- Clermont Clermont
- Coordinates: 29°47′00″S 30°54′00″E﻿ / ﻿29.78333°S 30.9°E
- Country: South Africa
- Province: KwaZulu-Natal
- Municipality: eThekwini

Area
- • Total: 6.94 km^{2} (2.68 sq mi)

Population (2011)
- • Total: 52,075
- • Density: 7,500/km^{2} (19,400/sq mi)

Racial makeup (2011)
- • Black African: 99.5%
- • Coloured: 0.1%
- • Indian/Asian: 0.1%
- • Other: 0.2%

First languages (2011)
- • Zulu: 68.8%
- • Xhosa: 20.3%
- • Sotho: 5.2%
- • English: 1.7%
- • Other: 4.0%
- Time zone: UTC+2 (SAST)
- Postal code (street): 3610

= Clermont, KwaZulu-Natal =

Clermont is a township of Durban in KwaZulu-Natal, South Africa.

Clermont under the apartheid days was a black middle income township. Its immediate surroundings include KwaDabeka to the north, New Germany to the west, Westville to the south and Reservoir Hills to the east. Its main road is called Clermont road and is named after Sir Clermont, a farmer who sold his land. It was the only place in Durban where black people were able to buy property and build houses. Since the end of apartheid Clermont has been sprawling with shacks as people from the rural areas come and seek work opportunities in the nearby suburbs of Westville and New Germany, Pinetown and Durban.

Clermont has a large FM St.John Apostolic Faith Mission, Anglican, Catholic and Wesleyan Church community and on Sundays one can see the women of each denomination wearing their church uniforms with pride.

==Notable residents==
- Nonkululeko Nyembezi-Heita - business executive in steel, former director of ArcelorMittal South Africa telecommunications and finance.
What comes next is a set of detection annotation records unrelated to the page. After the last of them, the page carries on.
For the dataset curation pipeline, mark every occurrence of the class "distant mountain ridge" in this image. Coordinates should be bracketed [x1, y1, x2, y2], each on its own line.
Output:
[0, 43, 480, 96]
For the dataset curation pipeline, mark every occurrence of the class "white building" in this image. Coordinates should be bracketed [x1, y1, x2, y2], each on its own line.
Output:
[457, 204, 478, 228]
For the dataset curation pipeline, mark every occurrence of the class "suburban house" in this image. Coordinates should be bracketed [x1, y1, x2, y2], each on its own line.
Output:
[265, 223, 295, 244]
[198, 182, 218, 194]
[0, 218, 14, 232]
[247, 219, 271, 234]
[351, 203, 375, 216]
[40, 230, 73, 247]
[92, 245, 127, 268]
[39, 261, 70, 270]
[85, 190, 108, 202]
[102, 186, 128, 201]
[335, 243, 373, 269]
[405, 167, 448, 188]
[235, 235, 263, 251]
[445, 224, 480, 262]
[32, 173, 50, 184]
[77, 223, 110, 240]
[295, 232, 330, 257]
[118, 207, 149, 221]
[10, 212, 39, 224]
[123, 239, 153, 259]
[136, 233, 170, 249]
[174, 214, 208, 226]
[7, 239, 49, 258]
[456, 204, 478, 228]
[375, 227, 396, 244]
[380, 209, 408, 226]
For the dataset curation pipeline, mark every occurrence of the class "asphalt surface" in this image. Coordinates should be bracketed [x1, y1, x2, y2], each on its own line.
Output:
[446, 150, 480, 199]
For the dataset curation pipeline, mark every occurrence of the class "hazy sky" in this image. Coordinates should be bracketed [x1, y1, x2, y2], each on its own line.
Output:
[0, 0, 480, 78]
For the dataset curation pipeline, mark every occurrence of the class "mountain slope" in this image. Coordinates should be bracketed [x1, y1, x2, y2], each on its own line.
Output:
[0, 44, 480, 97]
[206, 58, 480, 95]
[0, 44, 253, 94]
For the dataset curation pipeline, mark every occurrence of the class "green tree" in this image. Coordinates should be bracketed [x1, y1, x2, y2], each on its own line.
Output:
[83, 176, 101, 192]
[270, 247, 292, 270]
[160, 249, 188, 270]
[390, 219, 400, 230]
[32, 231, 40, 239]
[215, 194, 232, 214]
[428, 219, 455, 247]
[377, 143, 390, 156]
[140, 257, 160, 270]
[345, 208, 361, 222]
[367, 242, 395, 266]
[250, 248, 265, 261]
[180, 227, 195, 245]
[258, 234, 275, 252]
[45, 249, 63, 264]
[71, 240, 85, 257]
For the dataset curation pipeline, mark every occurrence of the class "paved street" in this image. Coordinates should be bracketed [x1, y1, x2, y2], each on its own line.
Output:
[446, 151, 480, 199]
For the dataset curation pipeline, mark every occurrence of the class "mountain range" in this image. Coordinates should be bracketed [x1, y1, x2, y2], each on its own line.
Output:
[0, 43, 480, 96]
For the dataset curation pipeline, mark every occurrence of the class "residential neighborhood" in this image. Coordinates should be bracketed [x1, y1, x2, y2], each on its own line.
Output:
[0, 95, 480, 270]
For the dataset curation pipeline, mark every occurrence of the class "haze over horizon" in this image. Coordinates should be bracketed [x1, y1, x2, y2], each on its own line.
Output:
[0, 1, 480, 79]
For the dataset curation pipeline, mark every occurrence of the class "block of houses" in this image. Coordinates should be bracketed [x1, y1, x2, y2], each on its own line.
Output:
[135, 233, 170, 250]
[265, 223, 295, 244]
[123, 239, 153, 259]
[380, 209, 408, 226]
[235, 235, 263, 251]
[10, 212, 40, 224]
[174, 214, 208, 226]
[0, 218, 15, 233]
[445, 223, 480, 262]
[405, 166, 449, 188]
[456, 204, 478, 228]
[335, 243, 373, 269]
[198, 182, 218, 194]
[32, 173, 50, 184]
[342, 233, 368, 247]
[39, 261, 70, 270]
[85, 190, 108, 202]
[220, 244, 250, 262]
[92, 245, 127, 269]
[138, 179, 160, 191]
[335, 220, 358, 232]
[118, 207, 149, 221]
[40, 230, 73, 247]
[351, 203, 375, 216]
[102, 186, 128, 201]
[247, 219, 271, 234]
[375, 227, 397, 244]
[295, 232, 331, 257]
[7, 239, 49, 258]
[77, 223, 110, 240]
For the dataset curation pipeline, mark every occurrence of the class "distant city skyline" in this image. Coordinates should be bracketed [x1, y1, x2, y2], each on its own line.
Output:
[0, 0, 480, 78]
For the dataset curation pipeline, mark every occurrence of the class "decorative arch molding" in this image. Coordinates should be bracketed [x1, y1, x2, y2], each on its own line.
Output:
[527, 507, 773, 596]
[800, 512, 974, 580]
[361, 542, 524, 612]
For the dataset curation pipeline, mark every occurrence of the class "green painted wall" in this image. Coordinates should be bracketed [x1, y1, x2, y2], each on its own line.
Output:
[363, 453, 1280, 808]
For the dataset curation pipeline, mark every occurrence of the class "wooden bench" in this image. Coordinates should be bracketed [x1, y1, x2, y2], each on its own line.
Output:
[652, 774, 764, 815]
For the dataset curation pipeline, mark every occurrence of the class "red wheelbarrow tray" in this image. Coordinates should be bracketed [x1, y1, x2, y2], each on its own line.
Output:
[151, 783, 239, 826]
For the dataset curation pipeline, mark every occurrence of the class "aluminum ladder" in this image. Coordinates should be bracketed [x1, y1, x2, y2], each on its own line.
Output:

Since March 2014, she has been CEO of the Dutch mining group, IchorCoal N.V., board chairperson of Alexander Forbes Group Holdings
- Baleka Mbete - Speaker of the National Assembly of South Africa from May 2014 to May 2019
- Eric Mtshali - Anti-Apartheid activist, former Member of Parliament of South Africa & former South African Communist Party National Executive Committee member
- Muzi Mthabela - Actor, famously known for playing the role of Duma on Isibaya
- Msawawa - Kwaito artist, songwriter, and businessman
- Phumzile Mlambo-Ngcuka - Deputy President of South Africa from 2005 to 2008, Executive Director of UN Women with the rank of Under-Secretary-General of the United Nations
- BB Cele (1903–1993), South African educator, school inspector, editor of *UmAfrika*, and civic leader in Clermont.